Automatically associated channels: ClC2 , ClC4 , Kir6.2

Title: Modulation of Sp1 and Sp3 in lung epithelial cells regulates ClC-2 chloride channel expression.

Authors: Kathryn W Holmes, Russell Hales, Shijian Chu, Micah J Maxwell, Peter J Mogayzel, Pamela L Zeitlin

Journal, date & volume: Am. J. Respir. Cell Mol. Biol., 2003 Oct , 29, 499-505

PubMed link: http://www.ncbi.nlm.nih.gov/pubmed/12714379

Abstract
ClC-2 is a pH- and voltage-activated chloride channel, which is highly expressed in fetal airways and downregulated at birth. The ClC-2 promoter contains consensus binding sites within the first 237 bp, which bind transcription factors Sp1 and Sp3(1).
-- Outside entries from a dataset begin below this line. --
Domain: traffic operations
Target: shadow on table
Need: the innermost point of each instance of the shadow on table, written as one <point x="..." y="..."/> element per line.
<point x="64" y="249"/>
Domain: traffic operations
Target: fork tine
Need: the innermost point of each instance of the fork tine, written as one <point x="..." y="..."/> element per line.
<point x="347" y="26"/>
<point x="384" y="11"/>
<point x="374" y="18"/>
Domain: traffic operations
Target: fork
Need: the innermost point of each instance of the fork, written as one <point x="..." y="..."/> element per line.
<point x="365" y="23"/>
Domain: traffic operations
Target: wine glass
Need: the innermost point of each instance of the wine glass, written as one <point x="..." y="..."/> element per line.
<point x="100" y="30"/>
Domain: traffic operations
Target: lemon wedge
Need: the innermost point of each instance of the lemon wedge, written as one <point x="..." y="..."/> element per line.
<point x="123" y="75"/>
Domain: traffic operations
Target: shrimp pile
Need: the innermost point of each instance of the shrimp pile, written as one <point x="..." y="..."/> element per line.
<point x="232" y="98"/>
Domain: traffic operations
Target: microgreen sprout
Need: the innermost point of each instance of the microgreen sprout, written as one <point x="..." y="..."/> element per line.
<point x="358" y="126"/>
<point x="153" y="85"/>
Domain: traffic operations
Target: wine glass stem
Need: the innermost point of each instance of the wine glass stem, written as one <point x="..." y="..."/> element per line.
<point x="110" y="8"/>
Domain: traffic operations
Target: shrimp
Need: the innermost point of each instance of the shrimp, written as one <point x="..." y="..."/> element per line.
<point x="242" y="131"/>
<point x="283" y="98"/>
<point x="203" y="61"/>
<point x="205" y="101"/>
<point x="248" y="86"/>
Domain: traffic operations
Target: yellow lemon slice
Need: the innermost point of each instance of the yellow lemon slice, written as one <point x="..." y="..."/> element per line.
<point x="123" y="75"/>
This study directly links Sp1 and Sp3 with ClC-2 protein expression by demonstrating: (i) induction of ClC-2 protein by transient overexpression of each transcription factor in adult rat Type II cells, which have low levels of ClC-2; and (ii) reduction of ClC-2 expression by incubation with a competitive inhibitor of Sp1 and Sp3 in fetal rat Type II cells, which have high levels of endogenous ClC-2. Endogenous fetal lung Sp1 is differentially expressed as two major species of 105 kD and 95 kD. Although low-level expression of Sp1 in adult cells is almost exclusively the 105-kD species, overexpression of Sp1 results in increased expression of the 95-kD band. These experiments suggest that the mechanism for postnatal reduction of ClC-2 expression in lung epithelia is based on decreased interaction of Sp1 and Sp3 with the ClC-2 promoter.